No more comparing ourselves with others
Every day we log on to Facebook or Instagram and see someone we perceive as more attractive than us, better looking than us or having more fun in their lives. This is simply the way the individual chooses to project themselves, but not always an accurate projection of how they look or what is going on in their lives. We end up comparing ourselves against an unrealistic goalpost for ourselves, and end up feeling depressed, with low self esteem and low self-confidence. Imagine if we were not inundated with images of others who seem to have a better life than we do?
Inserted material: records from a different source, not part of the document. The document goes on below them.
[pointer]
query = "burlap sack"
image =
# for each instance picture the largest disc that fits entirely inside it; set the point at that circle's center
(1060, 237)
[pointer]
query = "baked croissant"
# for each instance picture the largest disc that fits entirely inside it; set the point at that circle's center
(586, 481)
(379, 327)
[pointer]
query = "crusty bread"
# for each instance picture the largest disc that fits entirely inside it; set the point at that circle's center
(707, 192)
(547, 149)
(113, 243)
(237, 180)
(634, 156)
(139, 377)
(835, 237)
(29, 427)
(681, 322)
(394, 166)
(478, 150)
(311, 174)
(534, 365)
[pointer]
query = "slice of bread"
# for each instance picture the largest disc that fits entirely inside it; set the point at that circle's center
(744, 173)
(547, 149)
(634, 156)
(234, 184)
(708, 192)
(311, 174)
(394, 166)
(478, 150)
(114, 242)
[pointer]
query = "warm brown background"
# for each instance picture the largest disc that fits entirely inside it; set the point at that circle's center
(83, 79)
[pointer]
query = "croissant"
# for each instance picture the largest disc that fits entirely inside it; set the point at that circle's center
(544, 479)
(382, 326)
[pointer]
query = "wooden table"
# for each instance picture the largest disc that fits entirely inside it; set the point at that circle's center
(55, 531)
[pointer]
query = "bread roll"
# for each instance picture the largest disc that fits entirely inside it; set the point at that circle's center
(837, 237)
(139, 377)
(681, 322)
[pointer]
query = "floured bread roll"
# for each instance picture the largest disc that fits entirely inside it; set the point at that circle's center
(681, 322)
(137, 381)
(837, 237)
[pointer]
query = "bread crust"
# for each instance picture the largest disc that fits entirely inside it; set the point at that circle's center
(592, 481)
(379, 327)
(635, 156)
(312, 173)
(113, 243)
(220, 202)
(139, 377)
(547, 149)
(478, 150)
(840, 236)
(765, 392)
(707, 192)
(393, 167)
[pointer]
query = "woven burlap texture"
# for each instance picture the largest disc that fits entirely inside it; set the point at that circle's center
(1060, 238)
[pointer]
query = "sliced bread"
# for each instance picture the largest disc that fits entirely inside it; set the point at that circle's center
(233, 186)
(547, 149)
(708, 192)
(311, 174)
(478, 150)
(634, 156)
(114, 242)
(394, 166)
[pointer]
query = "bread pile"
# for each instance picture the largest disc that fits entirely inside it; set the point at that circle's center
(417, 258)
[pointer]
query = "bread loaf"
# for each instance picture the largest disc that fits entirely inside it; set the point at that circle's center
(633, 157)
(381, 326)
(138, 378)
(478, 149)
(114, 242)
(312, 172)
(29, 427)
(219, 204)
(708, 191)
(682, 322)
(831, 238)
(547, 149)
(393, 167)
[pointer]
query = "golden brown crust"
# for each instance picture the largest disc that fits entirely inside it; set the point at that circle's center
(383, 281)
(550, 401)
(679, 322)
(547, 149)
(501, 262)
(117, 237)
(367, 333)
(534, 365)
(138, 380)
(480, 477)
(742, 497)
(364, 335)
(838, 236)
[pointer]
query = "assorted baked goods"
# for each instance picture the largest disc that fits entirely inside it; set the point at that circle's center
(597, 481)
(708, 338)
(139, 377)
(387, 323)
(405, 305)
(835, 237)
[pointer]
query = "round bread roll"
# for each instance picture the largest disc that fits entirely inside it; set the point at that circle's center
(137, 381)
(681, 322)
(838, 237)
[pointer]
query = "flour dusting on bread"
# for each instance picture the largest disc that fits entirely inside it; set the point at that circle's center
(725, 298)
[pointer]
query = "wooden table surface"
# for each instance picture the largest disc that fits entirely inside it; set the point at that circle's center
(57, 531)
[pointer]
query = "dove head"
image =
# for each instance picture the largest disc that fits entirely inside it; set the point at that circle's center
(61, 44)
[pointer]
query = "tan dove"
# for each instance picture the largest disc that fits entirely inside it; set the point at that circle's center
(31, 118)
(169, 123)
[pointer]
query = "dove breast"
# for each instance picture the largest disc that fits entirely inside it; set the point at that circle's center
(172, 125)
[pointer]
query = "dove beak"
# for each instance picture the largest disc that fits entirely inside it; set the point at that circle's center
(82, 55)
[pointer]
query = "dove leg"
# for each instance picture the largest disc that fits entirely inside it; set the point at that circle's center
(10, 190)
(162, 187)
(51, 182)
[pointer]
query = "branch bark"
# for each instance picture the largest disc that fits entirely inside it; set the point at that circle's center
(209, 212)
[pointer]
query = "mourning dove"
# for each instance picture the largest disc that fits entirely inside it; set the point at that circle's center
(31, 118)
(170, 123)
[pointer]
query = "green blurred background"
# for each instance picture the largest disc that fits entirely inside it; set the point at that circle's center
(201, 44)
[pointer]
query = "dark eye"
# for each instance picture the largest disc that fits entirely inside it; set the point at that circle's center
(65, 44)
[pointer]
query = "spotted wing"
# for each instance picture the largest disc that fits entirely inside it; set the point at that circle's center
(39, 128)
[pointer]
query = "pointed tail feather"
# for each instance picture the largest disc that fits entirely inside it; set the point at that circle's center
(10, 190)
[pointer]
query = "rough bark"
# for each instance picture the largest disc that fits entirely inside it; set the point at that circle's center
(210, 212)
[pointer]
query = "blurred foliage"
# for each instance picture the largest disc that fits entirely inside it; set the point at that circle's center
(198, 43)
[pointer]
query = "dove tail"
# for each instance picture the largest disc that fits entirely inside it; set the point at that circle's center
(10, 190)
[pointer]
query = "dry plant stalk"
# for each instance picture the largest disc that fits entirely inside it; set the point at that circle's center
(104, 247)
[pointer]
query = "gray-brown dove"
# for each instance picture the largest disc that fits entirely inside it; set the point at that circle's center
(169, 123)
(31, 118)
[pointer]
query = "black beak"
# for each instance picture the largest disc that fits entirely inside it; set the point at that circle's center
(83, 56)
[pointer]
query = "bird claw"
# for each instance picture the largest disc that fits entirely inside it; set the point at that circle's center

What if there were no more adverts about health issues or health related products. leading us to access online medical and health resources such as Google and Wikipedia? Or how many times have you or someone you know commented on a comments thread that they feel unwell, resulting in friends and family offering help and advice with limited health knowledge. Our natural instinct is to ‘fix’ others so we then end up in a minefield of information which we access online that is confusing, and results in an increased level of health anxiety, and also results in catastrophising the worst possible outcome that the illness is life threatening or terminal.